After more than a year of effort, the joint development of the Guangdong-Hong Kong-Macao Greater Bay Area Institute for Innovative Life Sciences and Sibiono BioTech has led to the creation of the Rare Disease Data Center (RDDC, https://rddc.tsinghua-gd.org/). It integrates epidemiological data, drug development profiles, disease-related gene maps, gene mutation sites, disease-related experimental mouse models, and other data and information for confirmed rare diseases worldwide. The RDDC takes diseases, genes, and animal models as the main line and displays multiple dimensions of related data and information based on data collection, collation, and reconstruction for rare diseases.

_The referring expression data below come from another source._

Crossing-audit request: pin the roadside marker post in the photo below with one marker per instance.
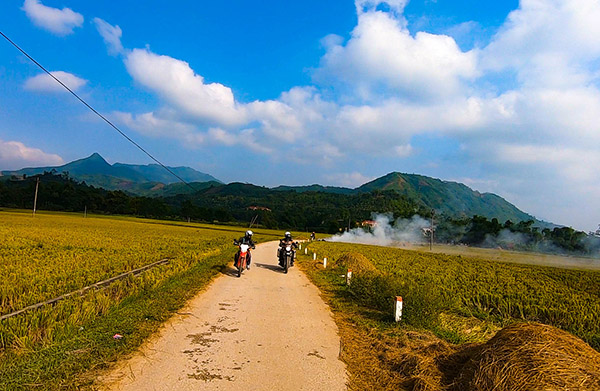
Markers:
(398, 308)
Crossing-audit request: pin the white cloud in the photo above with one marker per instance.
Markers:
(364, 6)
(15, 155)
(383, 57)
(185, 90)
(43, 82)
(153, 125)
(60, 22)
(111, 35)
(523, 109)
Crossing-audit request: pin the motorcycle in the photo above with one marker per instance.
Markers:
(286, 256)
(243, 257)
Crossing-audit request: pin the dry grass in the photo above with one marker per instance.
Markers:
(520, 357)
(529, 357)
(357, 262)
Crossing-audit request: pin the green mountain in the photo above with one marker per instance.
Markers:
(450, 198)
(149, 180)
(317, 188)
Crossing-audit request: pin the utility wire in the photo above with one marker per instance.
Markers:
(95, 112)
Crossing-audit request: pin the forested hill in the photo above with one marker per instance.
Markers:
(447, 198)
(450, 198)
(148, 179)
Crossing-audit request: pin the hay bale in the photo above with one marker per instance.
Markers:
(357, 262)
(528, 357)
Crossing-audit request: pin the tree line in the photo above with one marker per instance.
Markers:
(307, 211)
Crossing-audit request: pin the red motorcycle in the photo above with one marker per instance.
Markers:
(242, 257)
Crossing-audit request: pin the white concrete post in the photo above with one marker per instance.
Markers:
(398, 308)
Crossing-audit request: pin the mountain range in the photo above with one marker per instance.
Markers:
(149, 180)
(451, 198)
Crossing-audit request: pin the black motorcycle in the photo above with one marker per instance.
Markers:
(286, 254)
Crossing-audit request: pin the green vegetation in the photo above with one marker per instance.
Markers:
(60, 346)
(443, 293)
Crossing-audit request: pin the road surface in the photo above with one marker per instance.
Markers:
(264, 331)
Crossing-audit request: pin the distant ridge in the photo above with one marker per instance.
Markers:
(450, 198)
(148, 179)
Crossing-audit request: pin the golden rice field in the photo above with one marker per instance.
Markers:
(466, 299)
(51, 254)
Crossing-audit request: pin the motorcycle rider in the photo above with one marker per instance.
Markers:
(246, 239)
(283, 243)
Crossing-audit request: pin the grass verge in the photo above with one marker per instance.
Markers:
(74, 363)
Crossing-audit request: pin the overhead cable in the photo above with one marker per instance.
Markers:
(96, 112)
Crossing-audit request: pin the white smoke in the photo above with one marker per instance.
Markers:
(386, 232)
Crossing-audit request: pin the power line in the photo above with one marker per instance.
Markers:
(95, 112)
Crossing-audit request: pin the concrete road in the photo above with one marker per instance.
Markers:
(264, 331)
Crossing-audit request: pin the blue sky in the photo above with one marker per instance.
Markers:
(500, 95)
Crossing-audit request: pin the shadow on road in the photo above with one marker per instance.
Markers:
(229, 271)
(275, 268)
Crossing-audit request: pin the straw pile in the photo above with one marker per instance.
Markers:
(357, 262)
(528, 357)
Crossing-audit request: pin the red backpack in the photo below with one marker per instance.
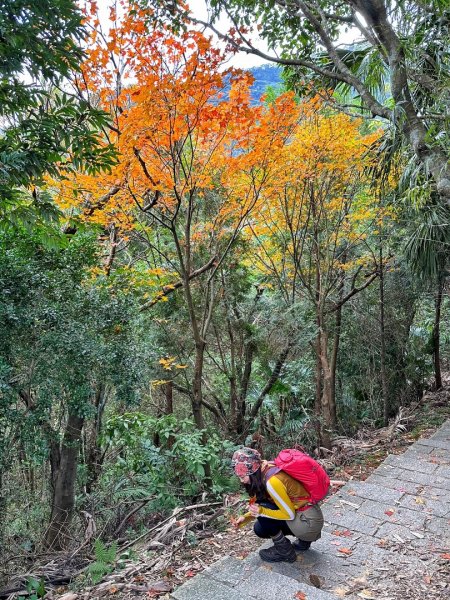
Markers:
(305, 469)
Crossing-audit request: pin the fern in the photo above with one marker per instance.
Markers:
(105, 558)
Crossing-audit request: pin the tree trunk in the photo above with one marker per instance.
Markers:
(328, 423)
(384, 386)
(333, 365)
(168, 409)
(436, 333)
(430, 155)
(94, 454)
(64, 472)
(3, 513)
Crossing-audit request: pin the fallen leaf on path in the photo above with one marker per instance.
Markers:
(340, 592)
(158, 588)
(366, 594)
(344, 533)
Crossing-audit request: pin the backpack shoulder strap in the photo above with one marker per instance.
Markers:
(270, 472)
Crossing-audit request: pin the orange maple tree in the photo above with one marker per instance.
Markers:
(193, 159)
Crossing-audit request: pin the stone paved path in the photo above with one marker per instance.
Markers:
(380, 534)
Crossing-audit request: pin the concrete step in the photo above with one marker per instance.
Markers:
(249, 579)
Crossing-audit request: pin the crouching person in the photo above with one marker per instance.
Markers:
(280, 504)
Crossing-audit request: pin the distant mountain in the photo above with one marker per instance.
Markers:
(264, 75)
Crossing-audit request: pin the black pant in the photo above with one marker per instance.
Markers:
(266, 528)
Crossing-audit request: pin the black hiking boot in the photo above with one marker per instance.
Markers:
(281, 551)
(301, 545)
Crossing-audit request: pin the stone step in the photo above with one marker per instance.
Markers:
(389, 528)
(249, 579)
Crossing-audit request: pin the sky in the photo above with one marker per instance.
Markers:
(240, 60)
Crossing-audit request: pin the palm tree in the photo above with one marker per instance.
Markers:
(428, 252)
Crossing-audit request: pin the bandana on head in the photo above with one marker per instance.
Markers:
(246, 461)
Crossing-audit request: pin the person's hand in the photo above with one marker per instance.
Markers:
(238, 521)
(254, 509)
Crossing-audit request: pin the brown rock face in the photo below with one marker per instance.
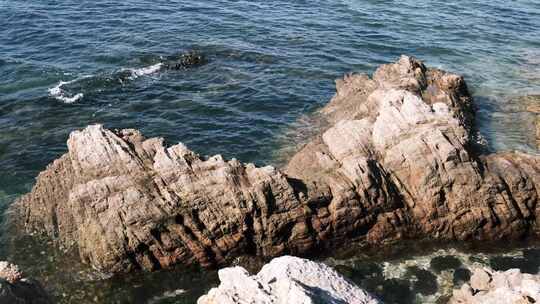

In addition, RDDC fully utilizes existing publicly available genetic big data resources and has developed genetic disease-related gene diagnostic tools based on AI and bioinformatics technology. The first publicly available AI tools include Patho Predict, which predicts the pathogenicity of mutations, and RNA Splicer, which predicts mutation splicing. This is also the first time these AI tools have been made available in the form of a free web page.
In 2023, the Guangzhou Rare Disease Gene Therapy Alliance looks forward to recruiting more fresh blood and invites outstanding companies and industry elites to join us in supporting the diagnosis and treatment of rare diseases.
Figure 3. Han Lanqing, Executive Secretary-General
of the Guangzhou Rare Disease Gene Therapy Alliance
Han Lanqing is the Director of the Artificial Intelligence Innovation Center at the Zhuhai-Tsinghua Institute for Innovative Life Sciences and the founder of Sibiono BioTech. He is also a major national talent, an excellent entrepreneur in Innovation China, an overseas high-level returnee, a member of the first Immunology and Cell Therapy Committee of the Chinese Association for Laboratory Animal Science, a member of the second Guangdong Provincial Experimental Animal Standardization Committee, the Vice Chairman of the Seventh Council of the Guangdong Provincial Experimental Animal Society, a leading talent in innovation and entrepreneurship in Guangzhou, and an artificial intelligence expert in the expert database of Guangzhou Industrial and Information Technology Commission, among others. He has more than 30 core intellectual property rights currently owned or applied for, has led/participated in over 10 government-level scientific and technological projects at the national, provincial, and municipal levels and has published research results in authoritative industry journals such as J Allergy Clin Immunol, EBioMedicine, and Gastroenterology.
"Journey with Rarity"
The "Journey with Rarity" interview program is jointly produced by the Guangzhou Rare Disease Gene Therapy Alliance and the Southern Medical Network. The program invites authoritative experts, researchers, entrepreneurs, and other professionals in the field of rare diseases to conduct interviews on the latest research, technological progress, clinical prevention and treatment, and other aspects of rare diseases. It provides industry professionals and researchers with popular science knowledge and cutting-edge information related to rare diseases, and helps to promote progress in the diagnosis and treatment of rare diseases.